Under a minute, game tied.

The old Walter Howard never would have hoisted one from outside.

As a sophomore, he would have meekly dished off to someone else. Heck, as a freshman, he would have been lucky just to be on the floor.

But Tuesday at Central, Howard squared up and fired a 3-pointer with the game on the line.

True to his new self, Howard made the shot, giving Citrus a key district win and pushing its record to 10-3.

The success of the team alongside Howard's growth is no accident. In a year, the junior has grown from 6-foot-1 to 6-5, and his game has grown even more.

"Last year, I didn't really have the self-confidence that I have this year," Howard said. "I was scared a lot in the games. I'd pass it off instead of trying to take it to the hole, creating a play."

This season, he's creating all sorts of problems for opponents. Howard averages slightly more than 13 points, just behind team-leading Donnie Ross, and Howard pulls down a fraction below 10 rebounds per game. Should he, say, add another 20-plus rebound performance against Lecanto next week, as he did in a December game against the Panthers, Howard would be averaging a double-double for the season. Now that's growth.

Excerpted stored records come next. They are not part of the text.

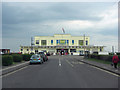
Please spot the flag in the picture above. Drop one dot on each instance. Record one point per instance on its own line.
(63, 30)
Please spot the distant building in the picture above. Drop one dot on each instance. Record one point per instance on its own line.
(4, 51)
(61, 43)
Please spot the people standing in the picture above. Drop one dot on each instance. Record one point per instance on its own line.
(115, 60)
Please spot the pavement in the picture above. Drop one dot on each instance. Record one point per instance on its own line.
(61, 72)
(107, 67)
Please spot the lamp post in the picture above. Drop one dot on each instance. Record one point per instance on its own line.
(84, 45)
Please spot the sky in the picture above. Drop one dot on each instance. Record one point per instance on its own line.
(23, 20)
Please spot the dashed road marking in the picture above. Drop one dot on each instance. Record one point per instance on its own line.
(69, 63)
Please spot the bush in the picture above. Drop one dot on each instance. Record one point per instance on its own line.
(7, 60)
(17, 58)
(26, 57)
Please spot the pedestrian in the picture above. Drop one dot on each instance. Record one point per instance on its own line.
(115, 60)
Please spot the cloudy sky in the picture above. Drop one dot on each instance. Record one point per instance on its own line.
(23, 20)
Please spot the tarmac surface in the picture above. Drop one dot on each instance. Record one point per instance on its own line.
(61, 72)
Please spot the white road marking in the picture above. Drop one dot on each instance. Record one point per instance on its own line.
(13, 72)
(69, 63)
(60, 62)
(106, 71)
(14, 66)
(81, 63)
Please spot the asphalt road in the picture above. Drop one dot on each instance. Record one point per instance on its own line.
(60, 72)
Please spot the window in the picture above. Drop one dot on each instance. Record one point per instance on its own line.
(100, 49)
(51, 42)
(80, 42)
(86, 42)
(37, 41)
(72, 42)
(43, 42)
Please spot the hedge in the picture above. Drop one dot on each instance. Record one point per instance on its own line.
(17, 58)
(7, 60)
(26, 57)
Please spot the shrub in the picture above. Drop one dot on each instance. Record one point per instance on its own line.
(7, 60)
(26, 57)
(17, 58)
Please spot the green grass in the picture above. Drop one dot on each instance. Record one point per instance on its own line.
(101, 61)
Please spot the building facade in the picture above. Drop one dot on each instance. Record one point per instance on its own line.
(61, 43)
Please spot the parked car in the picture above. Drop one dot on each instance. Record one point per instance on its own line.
(36, 59)
(43, 55)
(48, 54)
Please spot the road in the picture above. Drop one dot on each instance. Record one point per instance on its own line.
(60, 72)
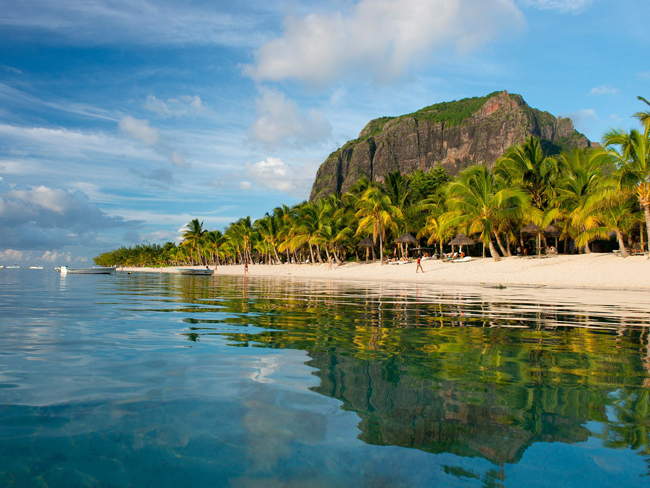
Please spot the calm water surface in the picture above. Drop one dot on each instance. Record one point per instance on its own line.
(165, 380)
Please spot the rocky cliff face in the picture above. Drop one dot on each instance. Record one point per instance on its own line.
(454, 135)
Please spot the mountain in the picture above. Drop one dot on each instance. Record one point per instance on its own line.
(454, 135)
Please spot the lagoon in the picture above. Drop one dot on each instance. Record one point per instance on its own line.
(166, 380)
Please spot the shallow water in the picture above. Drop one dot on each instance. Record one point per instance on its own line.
(167, 380)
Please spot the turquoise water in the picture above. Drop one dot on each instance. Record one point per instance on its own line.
(165, 380)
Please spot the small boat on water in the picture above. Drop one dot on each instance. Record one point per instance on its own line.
(65, 270)
(196, 271)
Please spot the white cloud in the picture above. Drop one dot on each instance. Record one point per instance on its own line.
(275, 174)
(49, 218)
(137, 21)
(280, 121)
(583, 120)
(139, 129)
(64, 143)
(604, 90)
(178, 160)
(562, 6)
(176, 107)
(379, 39)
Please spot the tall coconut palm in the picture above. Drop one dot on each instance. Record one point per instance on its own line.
(579, 186)
(644, 117)
(377, 215)
(527, 166)
(481, 205)
(630, 152)
(193, 235)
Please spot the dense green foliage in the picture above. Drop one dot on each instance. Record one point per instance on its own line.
(527, 200)
(452, 113)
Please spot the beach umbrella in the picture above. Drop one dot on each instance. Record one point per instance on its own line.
(461, 240)
(367, 242)
(407, 239)
(531, 229)
(552, 231)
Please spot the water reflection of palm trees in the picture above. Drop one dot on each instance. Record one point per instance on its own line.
(458, 371)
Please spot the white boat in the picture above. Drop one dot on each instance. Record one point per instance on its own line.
(65, 270)
(196, 271)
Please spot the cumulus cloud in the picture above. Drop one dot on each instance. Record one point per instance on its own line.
(280, 121)
(562, 6)
(143, 132)
(175, 107)
(584, 120)
(48, 218)
(379, 39)
(139, 129)
(275, 174)
(604, 90)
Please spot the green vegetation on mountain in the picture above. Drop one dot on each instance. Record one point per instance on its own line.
(530, 198)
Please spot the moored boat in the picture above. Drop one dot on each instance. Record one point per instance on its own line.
(101, 270)
(196, 271)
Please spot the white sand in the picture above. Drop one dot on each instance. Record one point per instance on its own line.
(587, 271)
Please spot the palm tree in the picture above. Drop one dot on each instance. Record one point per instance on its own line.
(527, 166)
(193, 235)
(578, 194)
(644, 117)
(376, 214)
(480, 204)
(630, 152)
(213, 241)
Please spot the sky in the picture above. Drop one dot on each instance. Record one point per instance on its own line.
(121, 121)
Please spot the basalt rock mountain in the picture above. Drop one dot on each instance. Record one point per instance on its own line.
(454, 135)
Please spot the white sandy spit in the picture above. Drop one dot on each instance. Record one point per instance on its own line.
(588, 271)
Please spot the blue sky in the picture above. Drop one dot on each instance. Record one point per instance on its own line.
(120, 121)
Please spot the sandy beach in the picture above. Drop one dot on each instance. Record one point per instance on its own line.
(587, 271)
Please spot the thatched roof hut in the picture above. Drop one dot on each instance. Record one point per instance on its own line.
(461, 240)
(367, 242)
(406, 238)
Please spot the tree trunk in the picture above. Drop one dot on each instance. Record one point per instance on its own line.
(311, 253)
(646, 211)
(381, 246)
(621, 244)
(503, 251)
(493, 251)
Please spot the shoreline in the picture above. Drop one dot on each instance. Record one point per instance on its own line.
(585, 271)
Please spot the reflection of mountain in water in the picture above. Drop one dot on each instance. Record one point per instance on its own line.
(494, 422)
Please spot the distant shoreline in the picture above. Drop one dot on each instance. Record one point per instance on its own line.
(587, 271)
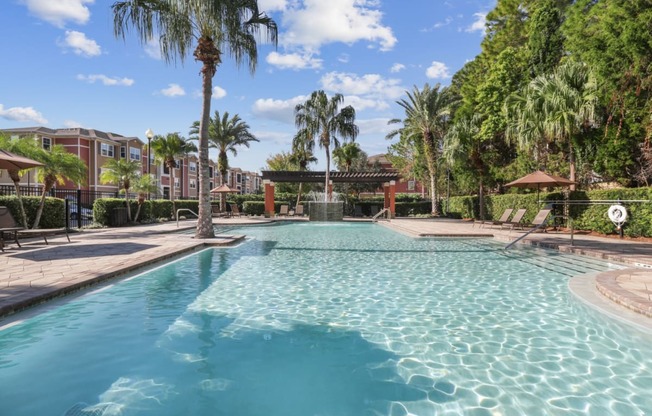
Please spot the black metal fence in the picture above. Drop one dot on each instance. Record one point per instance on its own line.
(78, 203)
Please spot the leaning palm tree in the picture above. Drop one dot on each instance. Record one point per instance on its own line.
(58, 166)
(226, 135)
(167, 149)
(427, 113)
(302, 155)
(211, 27)
(22, 147)
(121, 172)
(321, 118)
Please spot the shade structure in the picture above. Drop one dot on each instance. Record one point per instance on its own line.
(223, 189)
(11, 161)
(537, 180)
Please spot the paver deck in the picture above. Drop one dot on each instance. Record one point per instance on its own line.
(36, 272)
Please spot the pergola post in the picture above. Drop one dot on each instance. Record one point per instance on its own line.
(269, 198)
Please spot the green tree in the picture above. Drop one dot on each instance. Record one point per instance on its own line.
(321, 118)
(22, 147)
(58, 165)
(121, 172)
(427, 115)
(167, 149)
(212, 27)
(226, 135)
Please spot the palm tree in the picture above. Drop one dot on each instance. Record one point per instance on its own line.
(303, 147)
(59, 165)
(167, 149)
(427, 114)
(321, 118)
(22, 147)
(215, 27)
(121, 172)
(225, 134)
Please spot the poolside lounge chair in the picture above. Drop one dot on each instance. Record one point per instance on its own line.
(515, 221)
(9, 226)
(503, 219)
(235, 211)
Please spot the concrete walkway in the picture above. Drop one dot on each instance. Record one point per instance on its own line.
(36, 273)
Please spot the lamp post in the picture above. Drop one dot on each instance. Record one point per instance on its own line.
(149, 134)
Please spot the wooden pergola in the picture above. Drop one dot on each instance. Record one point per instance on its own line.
(387, 179)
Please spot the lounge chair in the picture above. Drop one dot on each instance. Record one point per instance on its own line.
(515, 221)
(9, 226)
(503, 219)
(235, 211)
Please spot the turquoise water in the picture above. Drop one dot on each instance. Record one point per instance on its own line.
(349, 319)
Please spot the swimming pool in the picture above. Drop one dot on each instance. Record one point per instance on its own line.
(336, 319)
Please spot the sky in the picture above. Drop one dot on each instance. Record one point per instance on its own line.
(63, 67)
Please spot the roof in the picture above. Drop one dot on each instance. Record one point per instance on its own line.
(336, 177)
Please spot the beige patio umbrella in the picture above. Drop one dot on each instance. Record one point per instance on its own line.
(538, 180)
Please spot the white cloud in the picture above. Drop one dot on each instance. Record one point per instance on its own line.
(478, 24)
(80, 44)
(438, 70)
(108, 81)
(218, 92)
(57, 12)
(320, 22)
(368, 84)
(22, 114)
(294, 61)
(279, 110)
(173, 90)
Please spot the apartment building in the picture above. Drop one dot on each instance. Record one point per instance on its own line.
(96, 147)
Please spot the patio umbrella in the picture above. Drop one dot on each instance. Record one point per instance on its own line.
(11, 161)
(538, 180)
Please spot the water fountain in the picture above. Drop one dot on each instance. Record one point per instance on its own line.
(320, 210)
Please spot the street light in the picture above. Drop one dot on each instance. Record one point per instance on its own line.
(149, 134)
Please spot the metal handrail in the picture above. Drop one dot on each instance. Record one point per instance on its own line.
(375, 217)
(185, 209)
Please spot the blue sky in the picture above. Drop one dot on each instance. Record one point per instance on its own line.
(63, 67)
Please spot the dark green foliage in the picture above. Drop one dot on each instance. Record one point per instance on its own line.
(53, 211)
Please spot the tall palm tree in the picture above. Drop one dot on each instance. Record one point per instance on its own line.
(167, 149)
(212, 27)
(22, 147)
(225, 134)
(427, 114)
(302, 155)
(58, 165)
(322, 119)
(121, 172)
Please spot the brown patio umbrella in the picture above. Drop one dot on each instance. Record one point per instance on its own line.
(538, 180)
(11, 161)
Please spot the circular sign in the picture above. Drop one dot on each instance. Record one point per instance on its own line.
(617, 214)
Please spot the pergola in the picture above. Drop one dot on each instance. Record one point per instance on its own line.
(387, 179)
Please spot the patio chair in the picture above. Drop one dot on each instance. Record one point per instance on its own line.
(503, 219)
(515, 221)
(9, 226)
(235, 211)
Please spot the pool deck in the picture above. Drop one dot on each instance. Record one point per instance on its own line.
(35, 272)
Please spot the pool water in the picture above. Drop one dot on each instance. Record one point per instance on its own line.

"I don't know how much stronger he actually is, but he's physically bigger and that helps him a lot," first-year Hurricanes coach Tom Densmore said. "He can play inside or outside. He's a good combination player. He can step out and hit the three, or he can take the biggest guy on the floor to the hole."

Actually, such assertive play would come as no surprise to Citrus fans. Howard showed off similar play-making skills on the football field, stepping in as a first-year starting quarterback to lead the 'Canes to their first playoff victory in 30 years. After that experience, basketball suddenly appeared more conquerable.

"He's fearless now," said teammate R.J. Cobb, who took handoffs from Howard in football and now often passes to Howard in basketball. "Football's made him such a tougher person. His mindset's so different from what it was last year. He can basically overcome anything after what he did during football."

A year ago on the court, Howard primarily played a defensive role. He still excels at that but can score and, as Densmore said, "puts back a lot of other people's misses." And yes, Howard is not afraid to put up shots from behind the arc. In fact, he averages about four attempts.

Now, it's no surprise to see them go in.